Ketika sang Bunda masih belum puas menikmati rezeki yang diperoleh anak
lelakinya itu menjadikan para kaum ibu di Pariaman keberatan melepas
anak lelakinya segera menikah. Dikawatirkan bila anak lelakinya itu
cepat menikah, maka pupus harapannya menikmati hasil jerih payahnya
dalam membesarkan anak lelakinya itu. Lagi pula para kaum ibu itupun
sadar bahwa tanggung jawab anak lelakinya yang sudah menikah, akan
beralih kepada isteri dan anaknya.
Ketika datang desakan dari
pihak gadis dan tiap sebentar datang mendesak sesuai tradisi yang
berlaku di daerah itu, maka posisi anak bujang itu menjadi begitu
berarti. Bahkan agak terkesan memaksakan kehendak jika tidak dikatakan
merongrong dari berbagai fihak keluarga gadis yang ingin bemenantukan
anaknya. Hal yang lumrah pula bila suatu keluarga menginginkan anak
gadis mereka cepat menikah sebelum datang tudingan perawan tua bagi
seorang anak gadis. Sebaliknya seorang Ibu yang mempunyai anak bujang
yang sudah mapan kehidupannya tentu ia akan meneriman tawaran
menggiurkan berupa UANG HILANG atau apapun istilahnya dari fihak
keluarga gadis.
Sebagaimana telah
diuraikan terdahulu, ketika orang yang datang mendesak, maka ketika itu
sesuai teori ekonomi demand curve menaik se-iring meningkatnya tingkat
permintaan - terjadilah tawar menawar. Bargaining power akan lebih kuat
bila sang ibu pihak lelaki mempunyai anak yang mapan seperti dokter,
saudagar sukses, insinyur chevron bahkan bergelar Sidi pula lagi
Keluarga mana yang tidak
ingin anak gadisnya akan hidup tenang dengan calon suami yang keren
& mapan begitu. Jadilah pepatah yang berbunyi “indak ameh bungkah
di-asah, indak kayu janjang dikapiang” asal anak gadisnya mendapatkan
anak bujang yang sudah mapan hidupnya.
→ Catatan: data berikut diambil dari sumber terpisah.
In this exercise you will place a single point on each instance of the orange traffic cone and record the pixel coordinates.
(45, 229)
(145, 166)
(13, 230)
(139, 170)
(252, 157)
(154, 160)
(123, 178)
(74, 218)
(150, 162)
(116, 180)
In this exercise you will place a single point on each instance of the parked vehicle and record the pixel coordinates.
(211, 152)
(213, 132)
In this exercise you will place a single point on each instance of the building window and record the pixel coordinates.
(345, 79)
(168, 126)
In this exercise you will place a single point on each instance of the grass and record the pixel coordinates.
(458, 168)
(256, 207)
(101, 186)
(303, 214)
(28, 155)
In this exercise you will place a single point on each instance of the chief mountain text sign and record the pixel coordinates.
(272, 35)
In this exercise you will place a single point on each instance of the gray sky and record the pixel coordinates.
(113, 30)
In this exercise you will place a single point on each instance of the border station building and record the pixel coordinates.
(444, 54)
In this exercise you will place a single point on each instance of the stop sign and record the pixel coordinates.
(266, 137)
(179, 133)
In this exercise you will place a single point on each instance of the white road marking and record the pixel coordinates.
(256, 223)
Para Gadis tentunya akan senang
bersuamikan dokter atau insinyur chevron yang gajinya besar itu
Disini kita lihat betapa
pedulinya Para Mamak orang Pariaman untuk masalah yang satu ini, dalam
rangka menghindari Gadih Gadang Indak Balaki alias perawan tua.
Mohon maaf kalau tidak sepenuhnya benar,
Wassalam
Arman Samudra-57
diedit dari milist RantauNet tanggal 7 April 2009, oleh Hifni H. Nizhamul
(arman samudera: sumber= http://sosbud.kompasiana.com/2009/11/26/uang-jemputan-dalam-adat-pariaman-29911.html)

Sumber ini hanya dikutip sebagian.